Our individual and collective capacity to deal well with anything relies substantially on what we know about it. Consider that we need the World Health Organization and dedicated scientists to use all of the tools of science to look carefully in to any new disease threat. They investigate sources of new virus strains, learn about their nature and how they interact with hosts, and ultimately how we might deal with them so that pandemics are averted and lives are saved.
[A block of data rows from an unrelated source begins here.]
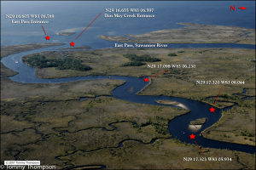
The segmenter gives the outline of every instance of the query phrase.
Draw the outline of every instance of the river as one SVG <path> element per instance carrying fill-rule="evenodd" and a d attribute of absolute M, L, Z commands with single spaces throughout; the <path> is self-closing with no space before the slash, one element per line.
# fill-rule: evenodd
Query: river
<path fill-rule="evenodd" d="M 198 44 L 169 44 L 170 48 L 198 48 Z M 242 45 L 242 44 L 201 44 L 203 48 L 224 48 L 229 46 L 230 48 L 254 48 L 254 45 Z M 210 112 L 209 108 L 212 106 L 196 100 L 187 99 L 183 98 L 168 97 L 168 96 L 141 96 L 136 95 L 137 92 L 143 89 L 148 82 L 144 82 L 144 77 L 131 77 L 131 76 L 77 76 L 69 78 L 57 78 L 57 79 L 41 79 L 35 76 L 36 69 L 21 62 L 21 57 L 26 54 L 39 53 L 44 51 L 55 51 L 60 46 L 54 46 L 49 48 L 43 48 L 26 52 L 21 52 L 18 54 L 10 54 L 3 59 L 2 62 L 9 68 L 18 71 L 19 74 L 9 77 L 10 79 L 26 83 L 56 83 L 56 82 L 73 82 L 79 80 L 92 80 L 92 79 L 107 79 L 114 78 L 118 80 L 125 80 L 126 82 L 116 88 L 113 91 L 113 97 L 123 99 L 126 101 L 155 105 L 164 105 L 161 104 L 157 104 L 154 100 L 158 99 L 169 99 L 177 101 L 182 104 L 184 107 L 190 110 L 191 111 L 188 114 L 177 116 L 173 120 L 170 121 L 168 124 L 168 130 L 172 137 L 177 137 L 181 141 L 185 141 L 186 143 L 195 144 L 195 140 L 199 145 L 203 147 L 210 148 L 218 148 L 218 149 L 228 149 L 232 150 L 244 151 L 247 153 L 255 153 L 255 147 L 250 145 L 243 145 L 238 144 L 231 144 L 220 142 L 217 140 L 205 139 L 200 136 L 200 133 L 208 127 L 214 124 L 221 117 L 222 110 L 231 109 L 231 107 L 227 107 L 224 110 L 217 109 L 214 112 Z M 17 62 L 18 61 L 18 62 Z M 173 107 L 173 106 L 172 106 Z M 175 106 L 174 106 L 175 107 Z M 207 122 L 203 124 L 201 128 L 193 128 L 189 127 L 189 122 L 198 119 L 198 118 L 207 118 Z M 189 136 L 191 133 L 195 135 L 195 139 L 190 139 Z"/>

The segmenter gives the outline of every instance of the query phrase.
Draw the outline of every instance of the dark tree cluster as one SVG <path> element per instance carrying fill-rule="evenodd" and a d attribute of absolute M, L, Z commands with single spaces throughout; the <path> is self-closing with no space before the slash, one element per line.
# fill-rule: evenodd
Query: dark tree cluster
<path fill-rule="evenodd" d="M 121 65 L 121 66 L 141 66 L 146 65 L 146 63 L 143 62 L 157 62 L 161 60 L 155 57 L 150 57 L 149 55 L 138 56 L 135 54 L 126 54 L 123 56 L 129 59 L 131 62 L 125 63 Z"/>

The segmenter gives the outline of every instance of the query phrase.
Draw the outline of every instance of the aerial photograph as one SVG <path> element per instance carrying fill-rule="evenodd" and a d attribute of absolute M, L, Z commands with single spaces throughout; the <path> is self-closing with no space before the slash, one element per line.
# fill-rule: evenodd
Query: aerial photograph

Nothing useful can be done about something that we know too little about. And this research has to be done honestly, without contamination from business interests.

Swinging that logic over to our individual lives and mental health plainly indicates that our fears and anxieties must also be looked into, carefully and honestly, instead of ignored. Self-regulation requires self-engagement.

We each have some state of physical health, dental health and mental health, all of which benefit from preventive and remedial care. The products of neglected mental health include abusing our children (which feeds teen suicide), abusing ourselves in a zillion ways, physical illness, divorce, crime, greed.

Intellectual self-analysis is a withered pretender – your mental health most commonly relies on facing and knowing your feelings, learning how and why they arise and learning how to work with them. Just experimenting with lightly touching in to opening up with someone you trust, someone who’s healthy and accepting, starts us all in the right direction.

When we try to open up with a friend, a parent, a religious figure, a therapist, we’re taking an uncommonly big and brave step. Also, please remember the Golden Rule and watch your judgement, criticism, gossip and the other ways you keep this problem going.